Araştırma sonuçlarına göre, virüsün kökeninden emin olmayanlara kıyasla, virüsün doğal kökenli (vahşi yaşam, hayvansal vb.) olduğuna inananların aşı kabul oranı Türkiye'de yüzde 26, İngiltere ise yüzde 63 çıktı.
Türkiye'de virüsün yapay kökenli (insan yapımı, laboratuvarda üretilmiş vb.) olduğuna inanan katılımcıların aşıdan çekinme olasılığı yüzde 54 oldu.
* Türkiye'de (n = 3936) ve İngiltere’de (n = 1088) kendileri ve çocukları için Covid-19 aşısını kabul edip etmeyecekleri sorusuna, koronavirüsün kökenine (yapay, emin değilim, doğal) yönelik inançlarına göre “evet” yanıtı veren katılımcıların yüzdesi.
Erkeklerin kabul oranı daha yüksek
Çalışma, aşı şüpheciliği ve köken inançlarını etkileyen başka davranışsal ve demografik faktörleri de ortaya koydu.
Virüsü kapma veya bulaştırma konusunda salgınla ilgili yüksek kaygı düzeyine sahip olan katılımcıların Covid-19 aşısını kabul etme olasılığı daha yüksek bulundu.
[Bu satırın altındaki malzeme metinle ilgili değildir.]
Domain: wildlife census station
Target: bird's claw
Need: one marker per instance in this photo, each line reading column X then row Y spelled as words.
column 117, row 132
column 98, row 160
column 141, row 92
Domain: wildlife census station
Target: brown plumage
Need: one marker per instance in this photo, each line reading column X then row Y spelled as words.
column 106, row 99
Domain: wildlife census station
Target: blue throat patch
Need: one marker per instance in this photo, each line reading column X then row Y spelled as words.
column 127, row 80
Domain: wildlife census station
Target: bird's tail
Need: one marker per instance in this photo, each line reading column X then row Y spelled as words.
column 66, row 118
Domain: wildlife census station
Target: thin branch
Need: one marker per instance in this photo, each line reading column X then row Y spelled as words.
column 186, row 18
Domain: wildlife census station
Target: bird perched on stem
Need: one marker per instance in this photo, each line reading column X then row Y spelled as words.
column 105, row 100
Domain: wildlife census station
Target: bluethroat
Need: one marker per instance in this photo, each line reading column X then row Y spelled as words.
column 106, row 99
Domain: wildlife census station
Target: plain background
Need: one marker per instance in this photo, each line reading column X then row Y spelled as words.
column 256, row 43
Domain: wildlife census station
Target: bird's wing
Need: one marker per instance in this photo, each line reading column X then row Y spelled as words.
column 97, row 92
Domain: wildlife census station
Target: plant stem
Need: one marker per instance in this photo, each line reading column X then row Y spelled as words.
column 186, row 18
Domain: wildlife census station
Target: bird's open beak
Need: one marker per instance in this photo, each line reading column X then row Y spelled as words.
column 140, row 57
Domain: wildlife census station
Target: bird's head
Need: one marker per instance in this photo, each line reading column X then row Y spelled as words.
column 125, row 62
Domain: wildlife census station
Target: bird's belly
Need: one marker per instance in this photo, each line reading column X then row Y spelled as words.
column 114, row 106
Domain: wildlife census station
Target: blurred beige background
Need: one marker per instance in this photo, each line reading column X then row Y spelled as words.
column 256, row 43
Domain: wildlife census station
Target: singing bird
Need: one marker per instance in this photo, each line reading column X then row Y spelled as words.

Kadınlarla karşılaştırıldığında, Türkiye'deki erkeklerin Covid-19 aşısını kabul etme ve virüsün doğal kökenine inanma olasılıkları daha yüksekti.
Anksiyete ve aşı kabulü
UCL’de evrimsel antropolog olarak görev yapan Dr. Salalı, bu bulgularla ilişkili olarak “Evrimsel bir bakış açısıyla, duygular, özellikle belirsizlik anlarında ölümden kaçınmamıza veya üremeye yardımcı olan detektörler olarak görülebilir. Covid-19 ile ilişkili anksiyete ile aşı kabulü arasındaki pozitif ilişki, anksiyetenin ölüm riskini azaltmadaki işlevine dayanıyor olabilir" dedi:
“Çocuklu ailelerde, çocuklar için sağlık ve bakim kararlarını genelde kadınlar alıyor. Bu yüzden de kadınların aşılar hakkında bilgi arama ve aşılama karşıtı çevrimiçi içeriğe maruz kalma olasılıkları da daha yüksek olabilir.
“Dahası, kadınlarda iğrenme duygusu erkeklere oranla daha yüksek ve iğrenme duygusu yüksek olan insanların aşı şüpheciliğinin de yüksek olduğu daha önceki çalışmalarda gözlenmiş.”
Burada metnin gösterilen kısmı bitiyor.